The supra-acromial bursa (SAB) is located on the superior aspect of the acromion and normally does not communicate with the glenohumeral joint.53
The SAB is not visible at US in healthy individuals. Yet, its expected location is usually included in the field of view while performing standard routine scanning of the acromioclavicular joint.
Supra-acromial bursitis has not been receiving much attention from imaging literature and remains described mainly as case reports of presumptive diagnosis with no histopathological correlation.54,55 On daily basis, it is typically depicted by target evaluation because of point tenderness over the acromion (figure 4-26). Its pathogenesis is unclear. Since the bursa is supra-acromial, not supraclavicular, fluid-filled masses located over the acromioclavicular joint or distal clavicle do not correspond to supra-acromial bursitis.

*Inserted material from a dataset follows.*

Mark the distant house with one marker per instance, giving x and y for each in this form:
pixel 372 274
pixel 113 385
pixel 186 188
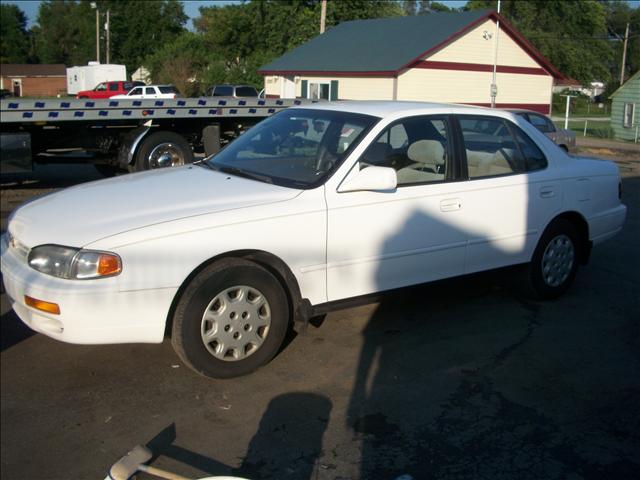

The main differential diagnosis of supra-acromial bursitis is acromioclavicular joint ganglion (see section 1.2.2 in chapter 5).
Figure 4-26. Supra-acromial bursitis. [A] Positioning of the probe. [B] Corresponding 12-5 MHz US image shows a fluid-filled lesion (asterisk) located superficial to the acromion (acr). This finding is consistent with the diagnosis of supra-acromial bursitis. Note that the lesion is located superficial to the acromion, not clavicle (cla) nor acromioclavicular joint. [C] Corresponding coronal oblique STIR MRI confirms sonographic finding (arrowhead).
We generally use the ellipse formula to calculate and report the volume of pathological SAB because of its easy access. Also, this information can be useful when considering needle aspiration, though it has no proven influence on prognosis and may not correlate with the intensity of pain.
We consider supra-acromial bursitis as a synonym of subacromial-subdeltoid bursitis for follow-up purposes.